Every two years, the Virginia Department of Highways and Transportation prints three million maps, showing on one side the state's transportation system, and on the other, points of interest.
Historically important areas, for instance, are marked on the 1984-85 maps by yellow circles.
But since 1921, when VDH&T started printing the maps it gives out to travelers, Loudoun County's four national historic landmarks have been overlooked, says Frank Raflo, Loudoun County supervisor from the Leesburg District.
The four are Oak Hill, former home of President James Monroe; Oatlands, a national historic trust property; the Waterford Historic District, and Balls Bluff Battlefield and National Cemetery, placed on the national historic landmarks list earlier this year.
"We've tried for years to get Virginia to show that Loudoun is important for something, and if you look at the maps, we're not important for anything," Raflo told his fellow supervisors last week.

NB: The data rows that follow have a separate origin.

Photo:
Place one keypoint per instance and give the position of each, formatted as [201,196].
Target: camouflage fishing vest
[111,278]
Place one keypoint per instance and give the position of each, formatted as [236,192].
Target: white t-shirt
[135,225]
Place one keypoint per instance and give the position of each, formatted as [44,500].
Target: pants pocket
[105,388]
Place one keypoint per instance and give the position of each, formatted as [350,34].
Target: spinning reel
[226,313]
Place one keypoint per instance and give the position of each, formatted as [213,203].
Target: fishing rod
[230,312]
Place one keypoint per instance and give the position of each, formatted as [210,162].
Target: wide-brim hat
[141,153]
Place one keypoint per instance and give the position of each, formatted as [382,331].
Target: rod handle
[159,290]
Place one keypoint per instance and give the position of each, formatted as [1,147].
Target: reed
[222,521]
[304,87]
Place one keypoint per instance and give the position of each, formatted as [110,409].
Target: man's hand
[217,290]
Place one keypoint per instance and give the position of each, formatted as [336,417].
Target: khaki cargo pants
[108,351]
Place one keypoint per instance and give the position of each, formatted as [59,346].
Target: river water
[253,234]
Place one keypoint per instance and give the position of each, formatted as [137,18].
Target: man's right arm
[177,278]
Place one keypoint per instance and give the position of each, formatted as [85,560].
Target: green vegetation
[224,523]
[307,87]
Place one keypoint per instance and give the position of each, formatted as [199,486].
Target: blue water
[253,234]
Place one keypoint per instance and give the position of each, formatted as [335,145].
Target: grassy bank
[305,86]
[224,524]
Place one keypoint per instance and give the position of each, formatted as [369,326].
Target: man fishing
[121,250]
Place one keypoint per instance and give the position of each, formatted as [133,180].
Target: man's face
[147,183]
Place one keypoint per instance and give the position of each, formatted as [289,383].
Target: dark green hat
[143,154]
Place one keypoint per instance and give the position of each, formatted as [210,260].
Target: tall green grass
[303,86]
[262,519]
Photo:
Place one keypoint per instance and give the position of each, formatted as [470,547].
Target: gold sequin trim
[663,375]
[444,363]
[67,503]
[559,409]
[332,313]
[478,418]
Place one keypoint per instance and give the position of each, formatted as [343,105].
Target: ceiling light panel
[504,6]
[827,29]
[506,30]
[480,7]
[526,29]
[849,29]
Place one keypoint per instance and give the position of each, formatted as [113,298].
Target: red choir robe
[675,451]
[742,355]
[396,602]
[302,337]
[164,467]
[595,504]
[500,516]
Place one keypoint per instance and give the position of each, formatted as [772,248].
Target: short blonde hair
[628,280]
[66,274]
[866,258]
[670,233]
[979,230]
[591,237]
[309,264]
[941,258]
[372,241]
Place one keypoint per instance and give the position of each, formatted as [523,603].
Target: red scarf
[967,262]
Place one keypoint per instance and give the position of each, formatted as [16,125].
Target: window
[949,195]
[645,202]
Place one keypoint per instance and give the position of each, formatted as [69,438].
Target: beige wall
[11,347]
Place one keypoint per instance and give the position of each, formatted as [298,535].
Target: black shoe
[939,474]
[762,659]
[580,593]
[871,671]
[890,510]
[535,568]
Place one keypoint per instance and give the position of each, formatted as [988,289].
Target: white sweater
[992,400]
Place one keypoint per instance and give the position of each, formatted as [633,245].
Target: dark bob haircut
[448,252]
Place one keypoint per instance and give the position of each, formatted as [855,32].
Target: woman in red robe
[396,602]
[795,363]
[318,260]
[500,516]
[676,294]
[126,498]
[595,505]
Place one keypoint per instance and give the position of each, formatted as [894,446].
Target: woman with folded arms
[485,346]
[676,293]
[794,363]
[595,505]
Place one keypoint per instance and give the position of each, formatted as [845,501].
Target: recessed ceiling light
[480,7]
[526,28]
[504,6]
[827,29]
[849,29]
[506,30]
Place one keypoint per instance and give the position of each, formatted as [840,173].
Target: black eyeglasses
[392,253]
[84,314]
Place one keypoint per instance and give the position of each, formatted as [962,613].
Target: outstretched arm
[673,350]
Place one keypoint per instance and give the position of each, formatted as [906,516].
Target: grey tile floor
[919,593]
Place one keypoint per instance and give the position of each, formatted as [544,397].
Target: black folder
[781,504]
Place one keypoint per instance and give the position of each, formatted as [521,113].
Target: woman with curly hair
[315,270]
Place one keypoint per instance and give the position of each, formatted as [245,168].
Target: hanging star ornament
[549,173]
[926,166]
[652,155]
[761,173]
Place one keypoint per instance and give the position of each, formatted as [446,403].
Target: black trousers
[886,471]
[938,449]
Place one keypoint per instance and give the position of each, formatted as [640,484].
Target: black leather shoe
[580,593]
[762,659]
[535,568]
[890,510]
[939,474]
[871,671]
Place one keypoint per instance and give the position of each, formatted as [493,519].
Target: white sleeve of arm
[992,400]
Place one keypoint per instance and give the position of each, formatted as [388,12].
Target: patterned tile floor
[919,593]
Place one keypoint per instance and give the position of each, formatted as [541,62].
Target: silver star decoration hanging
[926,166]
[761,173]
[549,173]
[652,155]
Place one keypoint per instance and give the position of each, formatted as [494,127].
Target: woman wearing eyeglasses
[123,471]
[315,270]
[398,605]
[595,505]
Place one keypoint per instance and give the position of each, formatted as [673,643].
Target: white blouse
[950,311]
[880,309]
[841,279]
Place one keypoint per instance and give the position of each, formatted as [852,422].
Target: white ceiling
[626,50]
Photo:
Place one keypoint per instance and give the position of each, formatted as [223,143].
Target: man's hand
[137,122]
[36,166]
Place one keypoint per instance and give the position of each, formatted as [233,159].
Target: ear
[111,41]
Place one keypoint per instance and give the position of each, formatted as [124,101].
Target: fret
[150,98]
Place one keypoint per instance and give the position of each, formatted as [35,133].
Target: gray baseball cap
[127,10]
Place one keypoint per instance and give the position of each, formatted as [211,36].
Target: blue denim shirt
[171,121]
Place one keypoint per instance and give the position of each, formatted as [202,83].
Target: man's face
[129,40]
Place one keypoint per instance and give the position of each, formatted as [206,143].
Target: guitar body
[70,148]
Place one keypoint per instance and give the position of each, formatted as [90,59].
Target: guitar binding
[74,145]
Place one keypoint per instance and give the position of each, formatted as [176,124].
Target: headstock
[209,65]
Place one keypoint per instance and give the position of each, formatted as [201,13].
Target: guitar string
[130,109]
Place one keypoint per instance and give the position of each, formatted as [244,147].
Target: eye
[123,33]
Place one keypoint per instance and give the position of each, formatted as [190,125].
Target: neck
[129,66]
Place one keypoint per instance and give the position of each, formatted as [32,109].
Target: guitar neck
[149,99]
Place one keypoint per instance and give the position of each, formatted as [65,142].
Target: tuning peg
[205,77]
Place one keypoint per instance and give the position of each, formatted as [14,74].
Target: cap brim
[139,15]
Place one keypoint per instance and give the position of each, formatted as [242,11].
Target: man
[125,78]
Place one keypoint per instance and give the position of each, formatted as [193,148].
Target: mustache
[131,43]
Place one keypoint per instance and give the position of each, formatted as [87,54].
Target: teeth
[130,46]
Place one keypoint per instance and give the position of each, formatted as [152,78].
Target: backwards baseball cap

Determined to rectify the situation, Raflo, with the board's assent, appointed himself a committee of one to persuade the state's map officials to give Loudoun its yellow circles.
Raflo believes that if he succeeds the county will reap economic benefits it may now be missing.
"The governor has said that tourism is the No. 2 industry in the state, and yet for people who see the maps, they have no idea there's anything in Loudoun County . . . and that's inexcusable," he said.
Raflo has been communicating with state highway officials as well as state Sen. Charles L. Waddell (D-Loudoun-Fairfax), chairman of the Senate Transportation Committee.
At VDH&T information services office, Administrator R. Nicholas Brown said there is limited space on the maps, "so we make sure we have a regional representation," based on local requests for designations, and the map committee's recommendation after reviewing the requests. "We'd be glad to review Loudoun County's request."
Raflo knows his quest will take time -- the next map comes out in 1986. He said even though "we're not pictured, we're not written up, we're not anything . . . it doesn't mean the end of the world. It just means we'd like to get our little yellow dot."